Leys Didier, Ringelstein E Bernd, Kaste Markku, Hacke Werner
University of Lille, Lille, France.
Cerebrovasc Dis. 2007;23(5-6):344-52. doi: 10.1159/000099133. Epub 2007 Jan 30.
Stroke units decrease mortality, handicap and need for institutional care, but there are only sparse evidence-based data showing which components make the difference over general wards. The aim of this survey was to identify from expert opinions what should be the major components of stroke units.
A questionnaire was sent to 83 European stroke experts, to ask their opinion on what should be the components of comprehensive stroke centres (CSC), primary stroke centres (PSC) and any hospital ward (AHW) admitting acute stroke patients routinely. It consisted of a list of 107 components (personnel, diagnostic procedures, monitoring, invasive treatments provided, infrastructures, protocols and procedures and their availability for 24 h a day for 7 days a week, 24/7) to be classified as irrelevant, useful but not necessary, desirable, important but not absolutely necessary, or absolutely necessary.

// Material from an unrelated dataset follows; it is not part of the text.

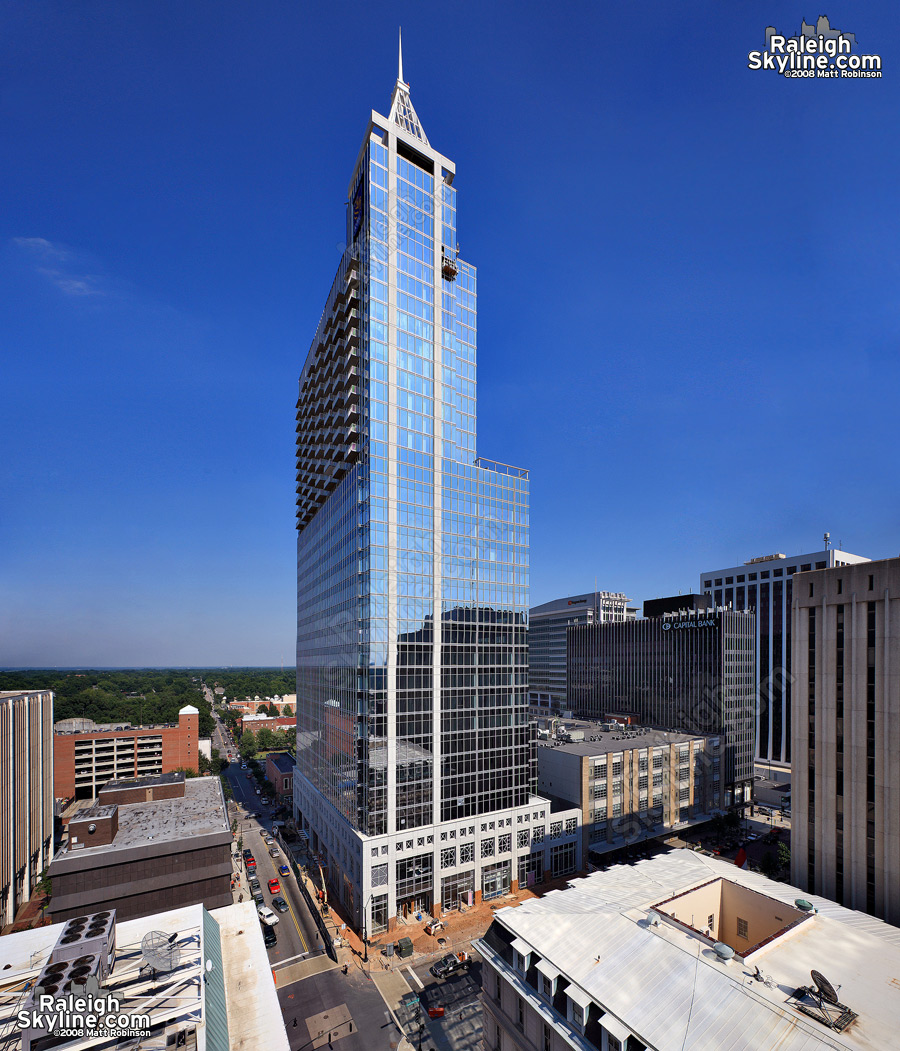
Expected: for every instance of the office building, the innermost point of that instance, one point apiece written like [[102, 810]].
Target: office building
[[86, 757], [675, 603], [258, 722], [690, 672], [26, 795], [764, 585], [845, 769], [633, 785], [415, 758], [280, 776], [202, 979], [547, 625], [687, 951], [146, 845]]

42 questionnaires (50.6%) were returned. Four components were excluded because of a poor level of agreement between experts. Eight components were considered as absolutely necessary by more than 75% of the experts for both CSC and PSC: multidisciplinary team, stroke-trained nurses, brain CT scan 24/7, CT priority for stroke patients, extracranial Doppler sonography, automated electrocardiographic monitoring, intravenous rt-PA protocols 24/7 and in-house emergency department. Eleven other components (in the fields of vascular surgery, neurosurgery, interventional radiology and clinical research) were considered as necessary in CSC by more than 75% of the experts. Only 8 components were considered as important but not absolutely necessary by more than 50% of the experts for AHW.
The experts showed a high level of agreement about the essential components of organized acute stroke care, providing useful information to health authorities for the allocation of resources.
卒中单元可降低死亡率、残疾率并减少机构护理需求,但仅有少量基于证据的数据表明哪些组成部分能使其优于普通病房。本调查的目的是从专家意见中确定卒中单元的主要组成部分。
向83位欧洲卒中专家发放问卷,询问他们对于综合卒中中心(CSC)、初级卒中中心(PSC)以及任何常规收治急性卒中患者的医院病房(AHW)的组成部分的看法。问卷包含107个组成部分的列表(人员、诊断程序、监测、提供的侵入性治疗、基础设施、协议和程序以及它们每周7天、每天24小时的可用性,即全天候),这些组成部分被分类为不相关、有用但非必要、理想、重要但非绝对必要或绝对必要。
共收回42份问卷(50.6%)。由于专家之间的一致性水平较低,排除了4个组成部分。超过75%的专家认为CSC和PSC的8个组成部分是绝对必要的:多学科团队、接受过卒中培训的护士、全天候脑部CT扫描、卒中患者的CT优先、颅外多普勒超声检查、自动心电图监测、全天候静脉注射rt - PA协议以及医院内部急诊科。超过75%的专家认为CSC在血管外科、神经外科、介入放射学和临床研究领域的其他11个组成部分是必要的。对于AHW,只有8个组成部分被超过50%的专家认为是重要但非绝对必要的。
专家们对有组织的急性卒中护理的基本组成部分表现出高度一致性,为卫生当局分配资源提供了有用信息。